3. Occupancy and Launch Configuration¶
Discuss the occupancy of your key kernels:
What was the achieved occupancy for each kernel?
What values did you choose for your grid and block dimensions, and why?
Did the number of particles or number of iterations affect the occupancy? Why or why not?
Use profiler outputs and metrics (e.g., waves per SM, active warps per SM, theoretical max occupancy) to justify your choices. Include graphs if helpful.
4. Framebuffer Memory Strategy Comparison¶
You must compare three framebuffer memory strategies:
Regular host memory (malloc())
Pinned host memory (cudaMallocHost())
Zero-copy memory (cudaHostAllocMapped())
Run benchmarks varying:
Number of particles (e.g., 100, 1,000, 10,000)
Number of iterations (e.g., 1 frame vs 10 frames)
Report:
Which memory strategy performed best, and under what conditions
When the strategies produced similar performance
Why you believe these patterns occurred
How does the time per frame change over the course of multiple iterations?
Is the performance steady or does it degrade or improve? Why might that be?
Support your answers with timing measurements and graphs.
Submission Format¶
Submit your report as report.md or report.pdf
Include all referenced plots and profiling output files
Keep your report to around 2–3 pages if possible
Testing¶
Professor Samuels, will provide a few more test-cases towards of the end of fifth week. I first want you to test your own code and then will provide some additional tests later on to help you further debug.
Grading¶
Programming assignments will be graded according to a general rubric. Specifically, we will assign points for completeness, correctness, design, and style. (For more details on the categories, see our Assignment Rubric page.)

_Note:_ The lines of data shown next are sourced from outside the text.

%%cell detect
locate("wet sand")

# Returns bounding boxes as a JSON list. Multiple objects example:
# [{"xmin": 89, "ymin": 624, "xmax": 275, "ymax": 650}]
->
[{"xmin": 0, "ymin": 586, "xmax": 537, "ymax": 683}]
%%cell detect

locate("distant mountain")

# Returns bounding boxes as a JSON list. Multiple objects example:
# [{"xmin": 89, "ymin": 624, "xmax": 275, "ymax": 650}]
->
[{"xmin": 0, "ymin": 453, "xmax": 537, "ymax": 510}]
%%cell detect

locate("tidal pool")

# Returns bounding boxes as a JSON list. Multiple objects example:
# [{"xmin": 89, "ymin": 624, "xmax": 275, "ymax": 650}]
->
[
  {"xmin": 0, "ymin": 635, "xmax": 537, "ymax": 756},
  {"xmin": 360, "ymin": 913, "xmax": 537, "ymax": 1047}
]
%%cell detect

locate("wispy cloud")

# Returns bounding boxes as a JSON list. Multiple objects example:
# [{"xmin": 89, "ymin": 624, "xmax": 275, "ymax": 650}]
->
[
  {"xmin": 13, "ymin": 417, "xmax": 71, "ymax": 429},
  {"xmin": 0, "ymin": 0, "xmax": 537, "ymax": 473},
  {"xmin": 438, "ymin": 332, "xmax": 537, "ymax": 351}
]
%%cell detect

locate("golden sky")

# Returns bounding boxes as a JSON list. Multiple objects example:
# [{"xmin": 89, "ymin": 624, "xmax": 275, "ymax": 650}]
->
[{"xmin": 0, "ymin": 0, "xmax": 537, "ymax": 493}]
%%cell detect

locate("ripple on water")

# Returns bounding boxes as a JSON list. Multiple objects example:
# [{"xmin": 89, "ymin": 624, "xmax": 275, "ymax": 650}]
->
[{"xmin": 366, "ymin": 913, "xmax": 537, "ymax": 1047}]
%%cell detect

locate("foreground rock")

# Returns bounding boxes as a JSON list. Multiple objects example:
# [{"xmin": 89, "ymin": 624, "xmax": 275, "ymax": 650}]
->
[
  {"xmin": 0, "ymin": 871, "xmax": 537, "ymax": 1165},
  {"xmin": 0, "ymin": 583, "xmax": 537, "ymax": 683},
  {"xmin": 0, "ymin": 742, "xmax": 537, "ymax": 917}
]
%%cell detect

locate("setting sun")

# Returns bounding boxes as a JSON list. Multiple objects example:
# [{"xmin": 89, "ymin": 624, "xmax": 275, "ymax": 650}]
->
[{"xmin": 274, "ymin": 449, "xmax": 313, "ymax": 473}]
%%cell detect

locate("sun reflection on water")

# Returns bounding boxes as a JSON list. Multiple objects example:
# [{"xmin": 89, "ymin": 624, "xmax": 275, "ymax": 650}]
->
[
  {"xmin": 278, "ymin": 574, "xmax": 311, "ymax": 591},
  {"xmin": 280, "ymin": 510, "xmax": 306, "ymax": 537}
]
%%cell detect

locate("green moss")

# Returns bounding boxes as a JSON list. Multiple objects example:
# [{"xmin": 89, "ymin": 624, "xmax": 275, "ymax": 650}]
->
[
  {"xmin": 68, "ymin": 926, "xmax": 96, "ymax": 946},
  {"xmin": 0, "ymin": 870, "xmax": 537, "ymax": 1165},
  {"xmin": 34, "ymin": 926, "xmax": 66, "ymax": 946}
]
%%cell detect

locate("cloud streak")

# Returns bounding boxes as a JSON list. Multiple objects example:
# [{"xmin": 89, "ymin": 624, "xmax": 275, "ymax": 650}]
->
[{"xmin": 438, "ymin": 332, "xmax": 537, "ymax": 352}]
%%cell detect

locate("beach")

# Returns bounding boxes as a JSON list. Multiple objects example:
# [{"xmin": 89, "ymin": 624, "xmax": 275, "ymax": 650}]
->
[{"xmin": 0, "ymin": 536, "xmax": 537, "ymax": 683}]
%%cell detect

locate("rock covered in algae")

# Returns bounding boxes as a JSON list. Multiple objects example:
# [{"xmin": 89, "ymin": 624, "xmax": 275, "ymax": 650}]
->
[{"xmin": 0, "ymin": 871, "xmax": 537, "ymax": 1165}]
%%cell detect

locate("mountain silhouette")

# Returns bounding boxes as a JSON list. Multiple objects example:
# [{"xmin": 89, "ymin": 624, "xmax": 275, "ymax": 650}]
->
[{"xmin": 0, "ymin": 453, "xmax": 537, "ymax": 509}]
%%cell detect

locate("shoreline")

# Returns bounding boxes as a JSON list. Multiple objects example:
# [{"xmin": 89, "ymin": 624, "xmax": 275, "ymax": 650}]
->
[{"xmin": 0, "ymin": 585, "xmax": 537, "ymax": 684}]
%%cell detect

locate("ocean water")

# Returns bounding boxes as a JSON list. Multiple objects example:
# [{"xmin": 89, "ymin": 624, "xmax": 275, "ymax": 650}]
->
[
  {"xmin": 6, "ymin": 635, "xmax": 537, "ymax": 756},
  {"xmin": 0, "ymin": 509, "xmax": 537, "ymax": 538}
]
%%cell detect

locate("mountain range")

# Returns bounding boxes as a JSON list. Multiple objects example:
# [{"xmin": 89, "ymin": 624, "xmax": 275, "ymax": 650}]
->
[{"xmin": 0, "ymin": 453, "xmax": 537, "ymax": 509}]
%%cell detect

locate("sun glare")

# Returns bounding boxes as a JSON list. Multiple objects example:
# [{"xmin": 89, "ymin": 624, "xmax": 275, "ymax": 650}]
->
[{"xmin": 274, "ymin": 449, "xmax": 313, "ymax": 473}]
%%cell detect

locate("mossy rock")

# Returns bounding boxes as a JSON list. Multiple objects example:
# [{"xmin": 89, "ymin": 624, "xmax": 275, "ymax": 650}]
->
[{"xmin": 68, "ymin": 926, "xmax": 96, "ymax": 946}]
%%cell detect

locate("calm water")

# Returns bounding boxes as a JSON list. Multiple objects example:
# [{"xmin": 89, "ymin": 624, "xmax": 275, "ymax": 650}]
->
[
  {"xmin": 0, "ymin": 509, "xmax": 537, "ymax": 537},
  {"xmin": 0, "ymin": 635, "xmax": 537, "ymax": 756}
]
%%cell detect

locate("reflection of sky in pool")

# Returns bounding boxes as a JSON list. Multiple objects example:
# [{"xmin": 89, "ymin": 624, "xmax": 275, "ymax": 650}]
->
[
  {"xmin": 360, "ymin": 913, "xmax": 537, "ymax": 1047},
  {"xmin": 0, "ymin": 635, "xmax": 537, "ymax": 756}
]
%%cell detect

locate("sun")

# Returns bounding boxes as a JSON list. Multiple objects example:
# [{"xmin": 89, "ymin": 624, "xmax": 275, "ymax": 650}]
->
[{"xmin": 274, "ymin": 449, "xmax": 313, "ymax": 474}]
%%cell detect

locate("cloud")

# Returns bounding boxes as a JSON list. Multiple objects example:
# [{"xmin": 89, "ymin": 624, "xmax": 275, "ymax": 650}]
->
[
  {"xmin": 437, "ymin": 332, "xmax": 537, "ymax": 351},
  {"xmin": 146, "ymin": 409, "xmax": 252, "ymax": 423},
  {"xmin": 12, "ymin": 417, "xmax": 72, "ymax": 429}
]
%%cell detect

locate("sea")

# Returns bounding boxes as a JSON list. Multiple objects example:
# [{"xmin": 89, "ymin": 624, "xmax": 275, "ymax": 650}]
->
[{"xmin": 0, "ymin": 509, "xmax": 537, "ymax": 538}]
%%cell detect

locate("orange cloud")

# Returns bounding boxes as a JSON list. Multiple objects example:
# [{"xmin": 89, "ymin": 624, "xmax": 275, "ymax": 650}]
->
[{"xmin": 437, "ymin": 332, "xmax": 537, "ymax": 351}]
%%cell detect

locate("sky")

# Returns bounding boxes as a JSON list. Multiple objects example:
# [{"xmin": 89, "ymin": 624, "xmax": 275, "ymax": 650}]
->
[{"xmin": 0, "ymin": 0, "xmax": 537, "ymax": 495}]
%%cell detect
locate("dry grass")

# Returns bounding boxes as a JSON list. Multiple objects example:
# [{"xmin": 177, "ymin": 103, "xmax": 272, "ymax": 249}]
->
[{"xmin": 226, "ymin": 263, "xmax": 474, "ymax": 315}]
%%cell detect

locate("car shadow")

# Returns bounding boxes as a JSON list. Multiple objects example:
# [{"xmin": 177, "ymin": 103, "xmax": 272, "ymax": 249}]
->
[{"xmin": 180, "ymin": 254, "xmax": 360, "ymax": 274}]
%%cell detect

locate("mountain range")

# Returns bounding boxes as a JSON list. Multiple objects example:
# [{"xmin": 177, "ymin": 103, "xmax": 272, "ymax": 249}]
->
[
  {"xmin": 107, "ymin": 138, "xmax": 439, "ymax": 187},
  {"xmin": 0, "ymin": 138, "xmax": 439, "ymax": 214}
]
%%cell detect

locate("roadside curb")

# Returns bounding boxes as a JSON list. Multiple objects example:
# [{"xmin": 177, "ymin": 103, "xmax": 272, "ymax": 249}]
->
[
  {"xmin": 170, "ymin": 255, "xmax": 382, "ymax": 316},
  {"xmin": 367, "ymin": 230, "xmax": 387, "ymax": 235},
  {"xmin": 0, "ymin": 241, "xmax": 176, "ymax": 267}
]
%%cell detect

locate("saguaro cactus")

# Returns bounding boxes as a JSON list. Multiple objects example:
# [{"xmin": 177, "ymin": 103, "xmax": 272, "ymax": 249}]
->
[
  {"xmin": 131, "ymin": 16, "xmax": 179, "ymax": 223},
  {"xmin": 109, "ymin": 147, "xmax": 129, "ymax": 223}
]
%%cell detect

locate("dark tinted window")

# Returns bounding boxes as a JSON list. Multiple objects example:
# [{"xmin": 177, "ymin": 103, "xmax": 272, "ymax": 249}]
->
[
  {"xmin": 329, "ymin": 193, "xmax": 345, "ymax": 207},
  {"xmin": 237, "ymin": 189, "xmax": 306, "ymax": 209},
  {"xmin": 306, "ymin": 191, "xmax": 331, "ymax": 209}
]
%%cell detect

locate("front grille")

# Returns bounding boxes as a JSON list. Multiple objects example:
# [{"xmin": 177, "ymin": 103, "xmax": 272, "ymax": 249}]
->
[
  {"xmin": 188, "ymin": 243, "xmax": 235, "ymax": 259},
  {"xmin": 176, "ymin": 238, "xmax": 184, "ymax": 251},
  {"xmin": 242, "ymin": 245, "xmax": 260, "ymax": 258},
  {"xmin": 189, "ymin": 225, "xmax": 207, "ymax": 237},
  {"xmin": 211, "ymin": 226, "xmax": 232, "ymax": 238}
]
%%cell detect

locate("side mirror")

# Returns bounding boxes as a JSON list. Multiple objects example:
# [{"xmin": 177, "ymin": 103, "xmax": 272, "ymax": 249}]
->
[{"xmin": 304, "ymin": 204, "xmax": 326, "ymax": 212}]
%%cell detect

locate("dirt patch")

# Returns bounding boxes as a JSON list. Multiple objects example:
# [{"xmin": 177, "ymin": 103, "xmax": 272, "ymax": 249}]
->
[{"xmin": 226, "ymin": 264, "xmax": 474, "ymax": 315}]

The exact weights for each category will vary from one assignment to another. For this assignment, the weights will be:
Completeness and Correctness: 60%
Design/Style: 15%
Report Document: 25%
Submission¶
Before submitting, make sure you’ve added, committed, and pushed all your code to GitHub. You must submit your final work through Gradescope (linked from our Canvas site) in the “Project #1” assignment page via two ways,
Uploading from Github directly (recommended way): You can link your Github account to your Gradescope account and upload the correct repository based on the homework assignment. When you submit your homework, a pop window will appear. Click on “Github” and then “Connect to Github” to connect your Github account to Gradescope. Once you connect (you will only need to do this once), then you can select the repository you wish to upload and the branch (which should always be “main” or “master”) for this course.
Uploading via a Zip file: You can also upload a zip file of the homework directory. Please make sure you upload the entire directory and keep the initial structure the same as the starter code; otherwise, you run the risk of not passing the automated tests.
Note
For either option, you must upload the entire directory structure; otherwise, your automated test grade will not run correctly and you will be penalized if we have to manually run the tests. Going with the first option will do this automatically for you. You can always add additional directories and files (and even files/directories inside the stater directories) but the default directory/file structure must not change.
Depending on the assignment, once you submit your work, an “autograder” will run. This autograder should produce the same test results as when you run the code yourself; if it doesn’t, please let us know so we can look into it. A few other notes:
You are allowed to make as many submissions as you want before the deadline.
Please make sure you have read and understood our Late Submission Policy.
Your completeness score is determined solely based on the automated tests, but we may adjust your score if you attempt to pass tests by rote (e.g., by writing code that hard-codes the expected output for each possible test input).
Gradescope will report the test score it obtains when running your code. If there is a discrepancy between the score you get when running our grader script, and the score reported by Gradescope, please let us know so we can take a look at it.